The company is likely to receive the fine for alleged failures to report acquisition for antitrust reviews and anticompetitive practices, Reuters reported.
The penalty from China’s State Administration of Market Regulation could also force the business to give up exclusive music rights and to divest the Kuwo and KuGou music streaming apps.
China’s investigation into Tencent reportedly focused on its Tencent Music Entertainment division which was listed in the US in 2018.
The company’s other services, including its WeChat messaging app and its video game divisions, are unaffected by the probe, Reuters reported.
“The attitude from the regulator is that unlike Alibaba you are not the biggest target here, but it would be impossible not to penalise Tencent now that the campaign is in action,” a source told Reuters.
It comes as officials in China on Thursday called for meetings with 13 technology companies – including Tencent, Bytedance, Meituan and Didi – to “rectify prominent problems”, according to the state news agency Xinhua.
E-commerce giant Alibaba was handed a $2.8bn fine earlier this month over allegations that it had abused its dominant market position.
Chronicle of the persecution of tech companies in China
- Chinese regulators have taken a close interest in the business empire of Jack Ma, Alibaba’s billionaire founder.

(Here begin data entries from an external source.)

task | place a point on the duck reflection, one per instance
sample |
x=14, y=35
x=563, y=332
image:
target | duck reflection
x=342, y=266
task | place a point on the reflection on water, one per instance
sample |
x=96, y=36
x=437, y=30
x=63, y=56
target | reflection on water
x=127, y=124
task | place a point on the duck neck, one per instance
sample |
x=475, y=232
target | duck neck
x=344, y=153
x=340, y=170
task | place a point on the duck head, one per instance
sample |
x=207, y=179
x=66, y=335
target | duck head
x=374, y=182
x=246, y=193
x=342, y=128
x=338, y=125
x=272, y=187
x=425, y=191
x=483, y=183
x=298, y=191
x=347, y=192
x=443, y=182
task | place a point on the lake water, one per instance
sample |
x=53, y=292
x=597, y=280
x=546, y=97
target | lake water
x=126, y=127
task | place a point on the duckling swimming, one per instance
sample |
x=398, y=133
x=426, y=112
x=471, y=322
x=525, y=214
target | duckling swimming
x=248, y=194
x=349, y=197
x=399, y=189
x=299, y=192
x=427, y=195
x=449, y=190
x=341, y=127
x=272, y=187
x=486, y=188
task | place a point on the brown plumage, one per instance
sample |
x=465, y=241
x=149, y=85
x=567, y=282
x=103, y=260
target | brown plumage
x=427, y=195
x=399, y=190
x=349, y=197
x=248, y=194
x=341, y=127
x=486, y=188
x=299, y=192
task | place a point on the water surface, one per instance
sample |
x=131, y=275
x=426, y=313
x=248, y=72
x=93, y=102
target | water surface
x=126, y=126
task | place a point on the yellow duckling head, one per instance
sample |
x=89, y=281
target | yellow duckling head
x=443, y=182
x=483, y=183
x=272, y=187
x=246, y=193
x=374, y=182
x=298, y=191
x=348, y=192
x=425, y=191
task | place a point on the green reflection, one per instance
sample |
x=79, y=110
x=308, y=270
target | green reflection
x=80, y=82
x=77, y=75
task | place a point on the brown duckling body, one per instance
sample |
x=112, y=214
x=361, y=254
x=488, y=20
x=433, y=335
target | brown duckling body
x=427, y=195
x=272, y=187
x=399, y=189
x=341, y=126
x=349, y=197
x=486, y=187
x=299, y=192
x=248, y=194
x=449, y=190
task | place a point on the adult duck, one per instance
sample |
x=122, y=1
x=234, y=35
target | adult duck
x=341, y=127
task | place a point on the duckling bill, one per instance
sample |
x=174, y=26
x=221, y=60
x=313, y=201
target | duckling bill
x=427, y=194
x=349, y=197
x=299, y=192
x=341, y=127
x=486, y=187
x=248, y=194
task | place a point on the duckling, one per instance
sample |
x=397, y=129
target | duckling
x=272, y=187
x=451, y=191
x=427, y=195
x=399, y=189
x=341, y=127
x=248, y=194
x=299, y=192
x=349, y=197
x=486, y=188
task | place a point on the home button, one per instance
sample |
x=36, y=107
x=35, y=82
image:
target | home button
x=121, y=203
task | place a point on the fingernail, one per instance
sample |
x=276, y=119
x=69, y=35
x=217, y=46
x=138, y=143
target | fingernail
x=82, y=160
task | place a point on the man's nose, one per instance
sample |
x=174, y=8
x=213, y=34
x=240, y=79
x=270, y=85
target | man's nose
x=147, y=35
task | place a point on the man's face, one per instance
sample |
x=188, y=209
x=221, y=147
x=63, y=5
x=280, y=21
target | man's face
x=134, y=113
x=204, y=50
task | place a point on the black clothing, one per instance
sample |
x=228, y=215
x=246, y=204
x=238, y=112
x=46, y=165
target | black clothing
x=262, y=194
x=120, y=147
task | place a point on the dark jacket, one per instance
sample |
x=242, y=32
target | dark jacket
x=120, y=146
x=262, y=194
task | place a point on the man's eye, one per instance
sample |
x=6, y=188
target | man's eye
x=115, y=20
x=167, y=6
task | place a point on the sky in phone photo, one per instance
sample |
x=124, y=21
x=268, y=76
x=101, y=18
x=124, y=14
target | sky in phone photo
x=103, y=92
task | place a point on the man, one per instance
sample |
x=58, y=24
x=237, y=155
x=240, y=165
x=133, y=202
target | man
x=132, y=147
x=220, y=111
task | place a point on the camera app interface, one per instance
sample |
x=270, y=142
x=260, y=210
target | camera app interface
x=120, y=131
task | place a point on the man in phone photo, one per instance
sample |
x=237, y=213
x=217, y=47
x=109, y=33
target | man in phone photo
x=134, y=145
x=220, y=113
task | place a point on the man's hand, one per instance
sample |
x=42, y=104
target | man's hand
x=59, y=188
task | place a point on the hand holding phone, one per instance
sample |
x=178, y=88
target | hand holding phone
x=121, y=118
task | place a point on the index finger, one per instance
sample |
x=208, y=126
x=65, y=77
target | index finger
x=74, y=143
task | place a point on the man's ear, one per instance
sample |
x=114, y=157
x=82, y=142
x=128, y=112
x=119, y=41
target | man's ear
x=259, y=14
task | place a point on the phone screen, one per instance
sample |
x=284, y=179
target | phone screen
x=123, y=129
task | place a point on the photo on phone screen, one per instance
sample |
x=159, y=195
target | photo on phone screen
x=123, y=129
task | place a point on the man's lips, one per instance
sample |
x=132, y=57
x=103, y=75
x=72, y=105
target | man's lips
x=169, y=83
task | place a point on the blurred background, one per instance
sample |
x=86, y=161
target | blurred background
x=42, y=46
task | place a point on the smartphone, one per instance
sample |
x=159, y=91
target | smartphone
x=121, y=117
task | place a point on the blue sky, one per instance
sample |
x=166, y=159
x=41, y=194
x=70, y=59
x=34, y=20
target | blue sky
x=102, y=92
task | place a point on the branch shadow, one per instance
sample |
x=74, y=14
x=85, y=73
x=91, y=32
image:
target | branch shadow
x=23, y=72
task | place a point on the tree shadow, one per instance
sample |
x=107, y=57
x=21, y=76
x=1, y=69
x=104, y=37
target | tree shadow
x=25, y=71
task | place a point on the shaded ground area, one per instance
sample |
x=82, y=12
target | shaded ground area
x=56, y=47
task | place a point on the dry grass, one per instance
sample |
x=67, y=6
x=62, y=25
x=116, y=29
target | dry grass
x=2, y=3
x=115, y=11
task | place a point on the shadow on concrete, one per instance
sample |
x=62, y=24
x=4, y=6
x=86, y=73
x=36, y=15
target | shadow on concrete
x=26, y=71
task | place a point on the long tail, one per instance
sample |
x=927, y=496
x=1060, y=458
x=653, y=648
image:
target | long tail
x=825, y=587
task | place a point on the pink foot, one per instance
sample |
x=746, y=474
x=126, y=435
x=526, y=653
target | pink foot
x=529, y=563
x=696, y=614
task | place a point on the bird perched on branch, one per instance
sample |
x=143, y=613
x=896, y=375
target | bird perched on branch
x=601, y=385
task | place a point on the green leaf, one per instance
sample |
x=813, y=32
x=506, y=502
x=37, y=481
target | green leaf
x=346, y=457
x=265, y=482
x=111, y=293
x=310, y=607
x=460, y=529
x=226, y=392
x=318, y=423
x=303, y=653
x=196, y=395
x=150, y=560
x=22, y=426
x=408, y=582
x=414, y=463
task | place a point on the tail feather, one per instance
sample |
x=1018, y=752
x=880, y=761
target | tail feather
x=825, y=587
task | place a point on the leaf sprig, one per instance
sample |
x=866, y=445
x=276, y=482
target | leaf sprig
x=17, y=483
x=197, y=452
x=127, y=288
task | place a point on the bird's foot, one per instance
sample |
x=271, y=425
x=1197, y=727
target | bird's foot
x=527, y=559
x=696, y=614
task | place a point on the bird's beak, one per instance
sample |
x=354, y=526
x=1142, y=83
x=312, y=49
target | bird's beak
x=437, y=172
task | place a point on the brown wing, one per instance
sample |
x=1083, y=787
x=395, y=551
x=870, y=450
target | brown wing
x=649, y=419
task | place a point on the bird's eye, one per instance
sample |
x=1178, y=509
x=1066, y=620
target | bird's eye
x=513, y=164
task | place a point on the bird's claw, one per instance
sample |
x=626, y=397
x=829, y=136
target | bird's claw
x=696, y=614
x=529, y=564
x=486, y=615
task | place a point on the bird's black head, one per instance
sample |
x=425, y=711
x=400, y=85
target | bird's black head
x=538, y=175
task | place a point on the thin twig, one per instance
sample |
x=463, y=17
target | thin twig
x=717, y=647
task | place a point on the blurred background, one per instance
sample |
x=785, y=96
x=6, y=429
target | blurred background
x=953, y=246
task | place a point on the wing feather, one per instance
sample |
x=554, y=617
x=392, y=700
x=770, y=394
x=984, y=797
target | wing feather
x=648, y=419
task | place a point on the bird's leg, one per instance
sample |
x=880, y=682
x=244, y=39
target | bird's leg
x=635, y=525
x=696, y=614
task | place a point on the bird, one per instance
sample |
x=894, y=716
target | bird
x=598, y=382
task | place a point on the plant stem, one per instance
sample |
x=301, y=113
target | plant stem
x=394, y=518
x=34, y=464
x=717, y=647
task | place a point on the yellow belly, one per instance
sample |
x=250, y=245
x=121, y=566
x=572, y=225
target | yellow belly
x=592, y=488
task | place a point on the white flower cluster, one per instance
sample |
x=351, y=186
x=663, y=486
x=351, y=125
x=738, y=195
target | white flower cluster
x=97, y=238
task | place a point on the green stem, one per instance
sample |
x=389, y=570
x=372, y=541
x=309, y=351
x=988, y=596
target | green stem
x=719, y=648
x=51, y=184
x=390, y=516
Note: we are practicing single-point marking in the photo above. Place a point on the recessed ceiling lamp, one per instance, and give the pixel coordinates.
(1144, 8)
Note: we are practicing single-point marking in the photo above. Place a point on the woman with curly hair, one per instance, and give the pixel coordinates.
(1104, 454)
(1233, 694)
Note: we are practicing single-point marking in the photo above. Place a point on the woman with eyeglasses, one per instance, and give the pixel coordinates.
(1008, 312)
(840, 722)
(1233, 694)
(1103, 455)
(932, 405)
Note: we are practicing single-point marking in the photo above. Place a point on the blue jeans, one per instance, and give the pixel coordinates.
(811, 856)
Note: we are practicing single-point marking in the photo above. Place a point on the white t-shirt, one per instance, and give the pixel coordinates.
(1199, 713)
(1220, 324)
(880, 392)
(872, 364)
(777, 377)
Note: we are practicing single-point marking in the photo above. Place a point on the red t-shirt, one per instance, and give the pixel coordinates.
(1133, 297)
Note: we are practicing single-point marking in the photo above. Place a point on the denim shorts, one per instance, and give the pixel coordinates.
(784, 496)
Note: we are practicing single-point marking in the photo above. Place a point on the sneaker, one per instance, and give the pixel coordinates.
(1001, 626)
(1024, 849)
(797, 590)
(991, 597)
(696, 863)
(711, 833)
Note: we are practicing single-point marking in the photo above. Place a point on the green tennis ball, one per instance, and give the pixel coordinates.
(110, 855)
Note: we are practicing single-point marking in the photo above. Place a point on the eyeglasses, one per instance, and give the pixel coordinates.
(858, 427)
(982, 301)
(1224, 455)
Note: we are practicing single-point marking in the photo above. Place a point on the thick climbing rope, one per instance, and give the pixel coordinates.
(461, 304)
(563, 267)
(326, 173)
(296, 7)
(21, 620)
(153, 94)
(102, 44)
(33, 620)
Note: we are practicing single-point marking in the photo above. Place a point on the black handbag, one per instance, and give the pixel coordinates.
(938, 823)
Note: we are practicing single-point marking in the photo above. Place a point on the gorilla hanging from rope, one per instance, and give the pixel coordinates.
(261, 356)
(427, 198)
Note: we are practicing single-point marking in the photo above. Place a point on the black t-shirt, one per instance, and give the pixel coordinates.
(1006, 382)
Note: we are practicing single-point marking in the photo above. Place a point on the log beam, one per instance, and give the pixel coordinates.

His financial technology business, Ant Group, was forced to scrap its float and to restructure as a financial holding company that is subject to stricter regulations after regulators intervened.
- Tencent and Didi, another major Chinese technology company, have publicly pledged to follow China’s antitrust rules and promised to complete self-inspections within a month following a meeting with key regulatory agencies.
- Earlier this week, the Chinese government announced an investigation into food delivery business Meituan over alleged abuse of exclusivity arrangements.
- A Meituan spokesman said the company will “actively cooperate with the investigation by the regulatory authorities.”
A spokesman for Tencent did not respond to a request for comment.